The cost of each subarray is determined by the first element of that subarray. You must ensure that the distance between the first elements of the second subarray and the k-th subarray is less than or equal to dist. Find the minimal total cost for dividing the array while respecting these constraints.
Examples
Example 1
Input: nums = [1,3,2,6,4,2], k = 3, dist = 3
Output: 5
The best possible way to divide nums into 3 subarrays is: [1,3], [2,6,4], and [2]. This choice is valid because ik-1 - i1 is 5 - 2 = 3 which is equal to dist. The total cost is nums[0] + nums[2] + nums[5] which is 1 + 2 + 2 = 5. It can be shown that there is no possible way to divide nums into 3 subarrays at a cost lower than 5.
Example 2
Input: nums = [10,1,2,2,2,1], k = 4, dist = 3
Output: 15
The best possible way to divide nums into 4 subarrays is: [10], [1], [2], and [2,2,1]. This choice is valid because ik-1 - i1 is 3 - 1 = 2 which is less than dist. The total cost is nums[0] + nums[1] + nums[2] + nums[3] which is 10 + 1 + 2 + 2 = 15. The division [10], [1], [2,2,2], and [1] is not valid, because the difference between ik-1 and i1 is 5 - 1 = 4, which is greater than dist. It can be shown that there is no possible way to divide nums into 4 subarrays at a cost lower than 15.
Example 3
Input: nums = [10,8,18,9], k = 3, dist = 1
Output: 36
The best possible way to divide nums into 4 subarrays is: [10], [8], and [18,9]. This choice is valid because ik-1 - i1 is 2 - 1 = 1 which is equal to dist.The total cost is nums[0] + nums[1] + nums[2] which is 10 + 8 + 18 = 36. The division [10], [8,18], and [9] is not valid, because the difference between ik-1 and i1 is 3 - 1 = 2, which is greater than dist. It can be shown that there is no possible way to divide nums into 3 subarrays at a cost lower than 36.
Constraints
- 3 <= n <= 105
- 1 <= nums[i] <= 109
- 3 <= k <= n
- k - 2 <= dist <= n - 2
Solution Approach
Dynamic Array Scanning
Begin by iterating through the array to determine possible positions for each subarray's first element. Use an array scanning technique to progressively try valid cuts while keeping track of the costs. Adjust the positions by checking the constraint on subarray distances and costs.

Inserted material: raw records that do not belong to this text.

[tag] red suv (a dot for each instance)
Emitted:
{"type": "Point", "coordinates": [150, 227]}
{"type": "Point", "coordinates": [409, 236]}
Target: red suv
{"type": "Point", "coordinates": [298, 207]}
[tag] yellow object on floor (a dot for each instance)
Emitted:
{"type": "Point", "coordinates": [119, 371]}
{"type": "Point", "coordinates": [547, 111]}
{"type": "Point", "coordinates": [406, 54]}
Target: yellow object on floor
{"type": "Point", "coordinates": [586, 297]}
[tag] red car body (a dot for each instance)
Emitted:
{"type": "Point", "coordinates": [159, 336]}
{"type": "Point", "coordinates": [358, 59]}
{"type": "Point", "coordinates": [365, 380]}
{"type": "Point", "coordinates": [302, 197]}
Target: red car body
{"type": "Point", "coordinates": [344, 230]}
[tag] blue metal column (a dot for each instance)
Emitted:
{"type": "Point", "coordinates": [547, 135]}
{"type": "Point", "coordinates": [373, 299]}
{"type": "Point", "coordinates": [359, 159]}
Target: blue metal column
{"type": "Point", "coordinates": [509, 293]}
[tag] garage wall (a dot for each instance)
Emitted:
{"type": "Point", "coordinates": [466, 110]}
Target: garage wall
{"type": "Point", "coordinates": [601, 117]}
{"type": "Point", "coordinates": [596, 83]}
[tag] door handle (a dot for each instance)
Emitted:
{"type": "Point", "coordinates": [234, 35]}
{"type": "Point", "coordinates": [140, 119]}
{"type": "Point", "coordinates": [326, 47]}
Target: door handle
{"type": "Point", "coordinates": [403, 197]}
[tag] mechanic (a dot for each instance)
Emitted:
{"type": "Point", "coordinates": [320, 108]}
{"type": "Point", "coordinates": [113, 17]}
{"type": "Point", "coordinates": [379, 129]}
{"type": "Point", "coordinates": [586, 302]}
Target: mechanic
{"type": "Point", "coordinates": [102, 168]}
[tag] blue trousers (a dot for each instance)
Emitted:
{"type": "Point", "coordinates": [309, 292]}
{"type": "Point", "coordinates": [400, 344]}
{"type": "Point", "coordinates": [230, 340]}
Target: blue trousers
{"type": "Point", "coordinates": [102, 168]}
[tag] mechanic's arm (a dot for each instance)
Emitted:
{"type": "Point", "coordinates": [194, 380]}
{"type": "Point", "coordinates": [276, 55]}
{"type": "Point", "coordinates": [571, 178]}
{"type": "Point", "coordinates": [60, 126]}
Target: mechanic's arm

Hash Lookup for Optimal Cuts
Utilize a hash table to store the costs of different potential subarray partitions, allowing quick lookups of minimal costs for any given division point. This helps avoid recomputation and efficiently narrows down the optimal cost.
Sliding Window Strategy
A sliding window can be used to dynamically evaluate subarrays by adjusting their starting points and checking the distance constraint. This method allows for continuous optimization of the partitioning process with minimal recalculation.
Complexity Analysis
| Metric | Value |
|---|---|
| Time | Depends on the final approach |
| Space | Depends on the final approach |
The time complexity is primarily determined by the efficiency of the dynamic scanning and hash lookup operations, with potential O(n * k) complexity depending on the implementation. The space complexity depends on the storage required for dynamic partitions and hash lookups, which could be O(n) in the worst case.
What Interviewers Usually Probe
- Ability to apply array scanning to partitioning problems.
- Efficiency in using hash tables for dynamic lookups.
- Understanding of sliding window techniques and their optimizations.
Common Pitfalls or Variants
Common pitfalls
- Incorrectly dividing the array without checking the distance constraint for each subarray.
- Inefficiently recalculating costs for overlapping subarrays.
- Failing to optimize the partition points dynamically, leading to higher computational complexity.
Follow-up variants
- Adjust the problem by increasing the number of subarrays (k) or reducing the allowed distance (dist).
- Allow some overlap between subarrays to explore different partitioning strategies.
- Introduce additional constraints such as limiting the maximum or minimum value of elements within subarrays.
FAQ
What is the primary approach to solving Divide an Array Into Subarrays With Minimum Cost II?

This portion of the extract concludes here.